### Создание датасета

In [None]:
from sklearn.datasets import load_breast_cancer
from sklearn.model_selection import train_test_split

X, y = load_breast_cancer(return_X_y=True)
partitions = []
for i in range(5):
    random_state = 47 + 112 * i
    X_train, X_test, y_train, y_test = train_test_split(X, y, stratify=y, random_state=random_state)
    partitions.append((X_train, X_test, y_train, y_test))

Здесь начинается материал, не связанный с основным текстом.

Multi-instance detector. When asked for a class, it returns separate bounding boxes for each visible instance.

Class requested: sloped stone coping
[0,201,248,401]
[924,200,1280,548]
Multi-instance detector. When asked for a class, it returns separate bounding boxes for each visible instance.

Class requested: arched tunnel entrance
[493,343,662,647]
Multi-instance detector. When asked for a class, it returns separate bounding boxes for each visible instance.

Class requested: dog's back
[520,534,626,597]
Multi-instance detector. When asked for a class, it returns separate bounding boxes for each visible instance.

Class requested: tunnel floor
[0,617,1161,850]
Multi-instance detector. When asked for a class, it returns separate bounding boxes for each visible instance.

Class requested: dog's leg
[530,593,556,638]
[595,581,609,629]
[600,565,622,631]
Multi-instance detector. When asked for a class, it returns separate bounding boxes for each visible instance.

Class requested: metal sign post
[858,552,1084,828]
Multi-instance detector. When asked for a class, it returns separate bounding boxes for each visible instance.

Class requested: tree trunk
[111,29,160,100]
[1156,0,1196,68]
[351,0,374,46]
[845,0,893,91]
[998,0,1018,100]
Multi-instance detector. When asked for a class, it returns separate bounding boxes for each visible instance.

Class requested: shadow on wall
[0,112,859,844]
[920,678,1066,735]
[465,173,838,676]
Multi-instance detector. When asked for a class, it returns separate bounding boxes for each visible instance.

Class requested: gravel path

## Логистическая регрессия на numpy

In [None]:
import numpy as np

class BinaryLogisticRegression:

    def __init__(self, eta=1e-4, random_state=176):
        self.eta = eta
        np.random.seed(random_state)
    
    def fit_epoch(self, X, y):
        # добавляем нулевой признак константу -1
        X = np.concatenate([-np.ones_like(X[:,:1]), X], axis=1)
        if not hasattr(self, "weight_"):
            self.weight_ = np.zeros_like(X[0], dtype=float)
        order = np.arange(len(X))
        np.random.shuffle(order)
        X, y = X[order], y[order]
        for elem, label in zip(X, y):
            # вероятность положительного класса
            score = 1 - 1 / (1 + np.exp(np.dot(self.weight_, elem)))
            # w' <- w + eta (y - p) * x
            self.weight_ += self.eta * ((label - score) * elem)
        return self

    def predict(self, X):
        return (self._score(X) >= 0).astype("int")
    
    def _score(self, X):
        return np.dot(X, self.weight_[1:]) - self.weight_[0]

    def predict_proba(self, X):
        return 1 - 1 / (1 + np.exp(self._score(X)))

In [None]:
from sklearn.metrics import accuracy_score

scores = []
for X_train, X_test, y_train, y_test in partitions:
    cls = BinaryLogisticRegression(eta=1e-3)
    best_train_score, best_weight = 0.0, None
    patience = 0
    for i in range(100):
        cls.fit_epoch(X_train, y_train)
        y_train_pred = cls.predict(X_train)
        train_score = accuracy_score(y_train, y_train_pred)
        y_test_pred = cls.predict(X_test)
        test_score = accuracy_score(y_test, y_test_pred)
        if train_score > best_train_score:
            best_train_score, best_weight = train_score, np.copy(cls.weight_)
            patience = 0
        else:
            patience += 1
            if patience >= 10:
                # print("Ran out of patience after {} epochs".format(i+1))
                cls.weight_ = best_weight
                break
    y_test_pred = cls.predict(X_test)
    test_score = accuracy_score(y_test, y_test_pred)
    # print("Final test score {:.2f}".format(100 * test_score))
    scores.append(test_score)
print(*("{:.2f}".format(100*x) for x in scores))
print("{:.2f}".format(100*np.mean(scores)))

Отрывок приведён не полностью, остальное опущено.